La donna, identificata nella intervista solo come Signora Zhu, ha detto alla Cina Aid che intorno a Settembre gli ufficiali hanno confiscato tutto ciò che possedeva alla chiesa, i quali funzionavano nella sua casa, incluindo il computer, prima di proibere che lei continuasse con le sue lezione. La giustificazione data dagli officiali è che Zhu stava impondo la religione, in un sistema di indottrinamento proibito dal regime comunista.

Il governo cinese recentemente continua intensificando la sua repressione al cristianesimo e ha creato nuove restrizione ai bambini che frequentano gli eventi religiosi. Il nuovo Regolamento Sugli Argomenti Religiosi, che dovranno entrare in vigore all’inizio del prossimo anno tornerà praticamente impossibile che i minori di 18 anni abbiano contato con qualsiasi manifestazione religiosa.

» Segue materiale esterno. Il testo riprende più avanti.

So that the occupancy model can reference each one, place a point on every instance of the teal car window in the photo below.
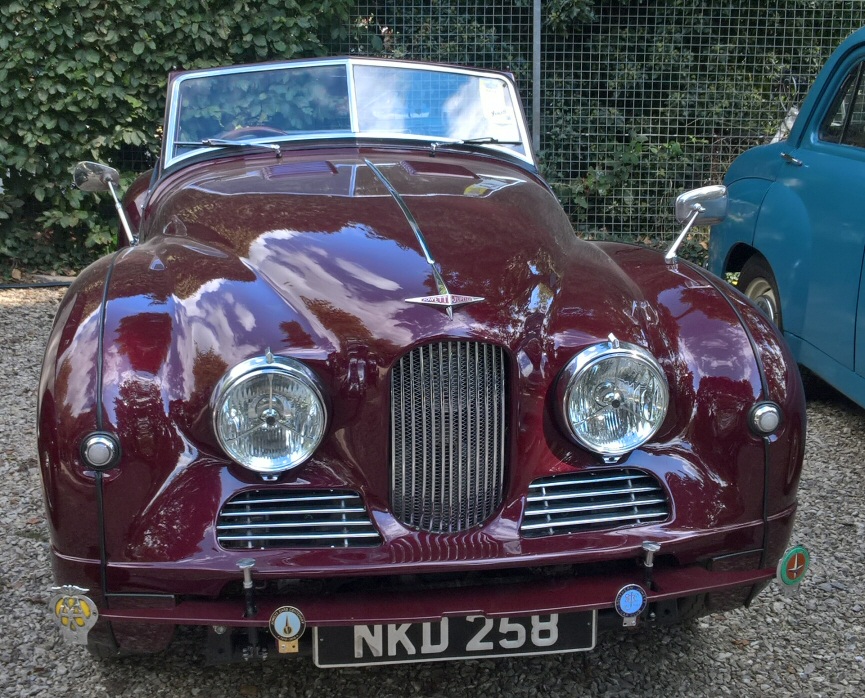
(845, 121)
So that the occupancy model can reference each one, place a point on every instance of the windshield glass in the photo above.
(344, 98)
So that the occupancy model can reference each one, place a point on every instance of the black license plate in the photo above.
(466, 637)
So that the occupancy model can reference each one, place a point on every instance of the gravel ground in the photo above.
(809, 645)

A Luglio, il Comitato del Movimento Patriottico di Henan aveva già proibito le chiese di organizzare accampamenti e dei ritiri spirituali per minori d’età ed studenti. Nuove proibizioni furono imposte, colpendo anche gli studenti stranieri di partecipare alle attività religiose nelle università di Henan. Questo include qualsiasi tipo d’incontro nel campus, includendo i culti, momenti di lode o predicazione.

La Cina Aid ha affermato che queste nuove leggi che proibiscono la manifestazione religiosa violano l’articolo 36 della Costituzione cinese. Ma la missione riconosce che molto più di ciò che le autorità mettono sul foglio è soltanto per dare al resto del mondo una falsa impressione di libertà, qualcosa che non è mai stato il forte del regime comunista, nel potere dal 1949. Con informazione Christian Times!